The Revival of Semiconductor Funding - e15ctr0n
http://techcrunch.com/2014/08/29/the-revival-of-semiconductor-funding/
======
trsohmers
As someone trying to raise funding for a semiconductor startup in "silicon"
valley, the biggest problem I see is lack of information. Most investors think
that the minimum amount needed for a potentially (still very low chance)
successful Semi startup is $100 million, which is nonsense carried over from
the last century. I recently talked with a name partner at a very large
(universally known) VC in the valley, and they thought that for a 5-10% chance
at success, a fabless semi startup needed $100 million minimum, and to
increase that to 30% you needed $250 million and hundreds of engineers. The
only reason these ideas are prevalent throughout the venture world is because
the market incumbents (Intel, AMD, NVIDIA, etc) want the rest of the world to
think that they are the only viable companies so that new competitors do not
form. Over the past 10 years the semiconductor IP (and standard cell)

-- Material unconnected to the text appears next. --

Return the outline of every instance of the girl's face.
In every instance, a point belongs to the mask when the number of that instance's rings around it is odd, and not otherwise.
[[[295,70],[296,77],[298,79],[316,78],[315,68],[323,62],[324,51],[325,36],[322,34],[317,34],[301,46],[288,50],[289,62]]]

ecosystem has made huge progress, saving significant time and money on the
design and implementation of parts of a chip that are not the startup's
"secret sauce"... FPGAs and their tools have only gotten better, allowing
anyone to test a new chip/component design with little more than a laptop and
a relatively inexpensive FPGA. The fact that the foundries of the world have
been able to lower the cost of multiproject wafer fabrication runs, making
test of 50-100 chips of real silicon cost as little as $500,000 using a ~4
year old process to $2,500,000 for the latest (20nm) process. The fact that
these fabs want to be producing at capacity means that the cost for getting to
a full fabrication run (tens to hundreds of thousands of chips) can cost as
little as $5,000,000 and goes up to about $15,000,000 depending on the fab and
the process.

Realistically, a small startup of ~3 people should be able to prove something
on an FPGA (and show good simulations for a produced chip) for
~$100,000-$250,000. ~5-10 people and $2 to $5 million should be able to
produce actual chips, and depending on the process node, be able to produce a
couple thousand chips and have revenue. No modern fabless semi startup that
should exist that has the right team should need more than $15 million to be
able to get to revenue and hopefully profitability. I've always believed and
thought that it was a silicon valley idea that innovation happens with small
teams with what are thought of as crazy ideas... and if they aren't able to do
it with 1/10th of the capital and 1/10th of the number of people, and the
potential to make something 10x better, then it is not a worthy startup.